Le dernier envol de l’aigle Hommage rendu au commandant Caroline Aigle (94)
Lorsque tu as été mutée dans mon escadrille, Caroline, j’avoue avoir été très impatient de faire ta connaissance. Permets-moi aujourd’hui pour cet au revoir de te tutoyer, rompant avec le vouvoiement de rigueur entre un commandant d’escadrille et un jeune pilote. Je m’appliquais cependant à t’accueillir comme n’importe quel autre PIM. Mais en dépit de mes efforts, je dois reconnaître que te recevoir dans mon bureau avait quelque chose d’extraordinaire : tu n’étais pas un pilote ordinaire.
Comme tous mes collègues à l’époque ton nom, Caroline, ne m’était déjà pas inconnu. Ta trajectoire m’intriguait. Macaronée par le chef d’état-major de l’armée de l’air, tu t’étais par ailleurs rapprochée d’un commandant d’escadrille de l’école de chasse, que j’avais trouvé très sympathique lors de mon propre passage à Tours. Plus tard, à l’occasion de ta transformation sur Mirage 2000 à Orange, les bruits répétés qui nous parvenaient à Dijon des vols de nuit-barbecue détendus avec les moniteurs ne me rappelaient pas vraiment l’ambiance « stagiaire » que j’avais pu connaître quelques années auparavant au « Côte-d’Or ».
Je découvris alors une jeune femme menue, dont l’intensité du regard bleu, parfois dissimulé sous une mèche blonde, annonçait une volonté ainsi qu’une détermination sans faille. Tu possédais à l’évidence la qualité que j’estime la plus nécessaire chez un pilote de chasse : la pugnacité. Pour le reste, ton comportement militaire irréprochable tout comme ta condition physique exceptionnelle te donnaient une grande force sous des allures d’apparente fragilité : tu étais en réalité tout bonnement désarmante et ton instruction sur chasseur monoplace débuta sous les meilleurs auspices.
Toutefois, il n’était pas toujours évident pour toi comme pour moi en dépit de nos efforts d’arriver à concilier les innombrables sollicitations dont tu faisais l’objet avec ta formation. Je peux cependant affirmer que tu t’es sans cesse montrée disponible et accessible, te prêtant de bonne grâce aux manifestations de toutes sortes.
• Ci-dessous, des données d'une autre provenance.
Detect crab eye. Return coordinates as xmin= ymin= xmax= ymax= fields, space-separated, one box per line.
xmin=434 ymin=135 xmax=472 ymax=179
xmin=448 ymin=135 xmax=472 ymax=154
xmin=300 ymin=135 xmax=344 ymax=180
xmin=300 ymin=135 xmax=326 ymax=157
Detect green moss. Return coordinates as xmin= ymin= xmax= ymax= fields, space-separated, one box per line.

Je crois que ta sympathie naturelle et ta modestie conquérante ont fait que les plus sceptiques ont rapidement rendu leurs armes.
C’est à ce moment-là que d’une certaine façon, il me semble, tu as commencé à ne plus t’appartenir totalement et à devenir une nouvelle icône pour l’aéronautique militaire. En dépit des honneurs mérités, tu as su rester la même. Seule la présence quasi systématique du commandant de base à chacun de tes pots soulignait ta singularité. Gravissant un à un les échelons, tu te qualifiais jusqu’à assurer l’alerte de défense aérienne à partir de la base d’Orange lorsque cette dernière fut renforcée le 11 septembre 2001. Après avoir obtenu ton brevet de chef de patrouille, tu pris à ton tour tout naturellement le commandement de la SPA 57 « La Mouette ». Je me rappelle t’avoir demandé en plaisantant à l’occasion d’un de mes vols d’abonné que nous effectuions en patrouille : « Dites-moi, commandant, je vous appelle leadeuse ou leadrice ? » Et toi de me répondre dans un sourire : « Leader, ce sera très bien ! »
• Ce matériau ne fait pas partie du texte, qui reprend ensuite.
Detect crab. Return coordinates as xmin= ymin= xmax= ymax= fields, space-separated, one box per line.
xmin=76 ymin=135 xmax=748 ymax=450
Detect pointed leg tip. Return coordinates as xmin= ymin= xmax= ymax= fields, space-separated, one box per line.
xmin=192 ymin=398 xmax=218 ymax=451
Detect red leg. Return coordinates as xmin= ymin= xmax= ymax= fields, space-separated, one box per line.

Toi qui avais l’habitude de mener plusieurs activités de front et de relever tous les défis, tu as trouvé le temps au cours de ces années bourguignonnes de te marier puis de devenir mère, allant ainsi jusqu’au bout de l’accomplissement de ta vie de femme.
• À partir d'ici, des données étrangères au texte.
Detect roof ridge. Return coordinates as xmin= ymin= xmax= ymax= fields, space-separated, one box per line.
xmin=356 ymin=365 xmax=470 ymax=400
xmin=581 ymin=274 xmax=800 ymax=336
Pour avoir parcouru quelques-uns des témoignages de soutien qui continuent d’affluer, je vous livre les mots le plus souvent cités : « Rêve, passion, envie, exemple, modèle, symbole de réussite, pionnière, femme d’exception, femme hors du commun, à la fois pilote de chasse, sportive d’élite et aussi mère de famille, parachutiste, marraine magnifique. » Ou encore : « Capacités hors normes, intelligence, talent, courage, force, détermination, conviction, ténacité, volonté, combative, grand enthousiasme, toujours souriante, abordable, accessible, gentille, simplicité, modeste. » Et enfin : « Une grande dame nous a quittés, heureuse de vivre, généreuse, radieuse, douce, charmante, chaleureuse, lumineuse, visage d’ange et regard d’azur, l’étoile filante a quitté ses enfants trop vite, sans vous le ciel de France sera un peu moins bleu, merci Madame, nos yeux regardant le ciel seront désormais embués. Si je veux devenir pilote de chasse c’est grâce à elle. »
Caroline, la communauté des gens de l’air s’incline très respectueusement devant toi qui rentres aujourd’hui dans la légende.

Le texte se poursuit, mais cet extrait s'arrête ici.